Realidad aumentada sobre el lienzo

Uno de los lienzos que conforman Making-of, el dedicado a una de las películas más prodigiosas de nuestro cine, El viaje a ninguna parte, parece resumir por sí solo el múltiple juego  de  espejos  que  propone  Terán  en  esta  serie  que  rinde  tributo  a  la  iconografía cinematográfica.  Un  juego  de  espejos  enfrentados  que  se  suma  al  ya  construido  por Fernando Fernán-Gómez en el momento en el que ideara el texto original: pese a haber alcanzado la categoría de clásico en su encarnación en la pantalla, el relato conoció también otras en formato de novela o serial radiofónico, y aún otra ajena más que, como cerrando el círculo de la vocación principal de su autor, le permitiría llegar también a los escenarios teatrales.
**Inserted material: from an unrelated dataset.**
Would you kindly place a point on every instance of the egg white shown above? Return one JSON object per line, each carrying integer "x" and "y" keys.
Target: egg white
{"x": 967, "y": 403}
La obra de Terán se inserta en ese universo multiforme añadiendo a su vez una nueva capa a este mecanismo de reflejos y apariencias. Y lo hace sin contradecir los planteamientos de sus antecedentes, pues si en todos ellos el mismo narrador ponía en entredicho la veracidad del recuento autobiográfico de Carlos Galván / José Sacristán, el pintor produce con su trabajo el mismo efecto de distanciamiento narrativo al plasmar con los pinceles una de las imágenes más reconocibles de la película. Es la misma que sirvió de motivo visual al cartel de la cinta y que se ha reproducido con tanta frecuencia como para terminar convirtiéndose en icono y sinécdoque del propio cine español: aquella en la que la troupede cómicos de la legua avanza por un camino polvoriento de la vieja Castilla hacia un destino incierto y un futuro abocado a ese desesperanzador “ninguna parte” del título.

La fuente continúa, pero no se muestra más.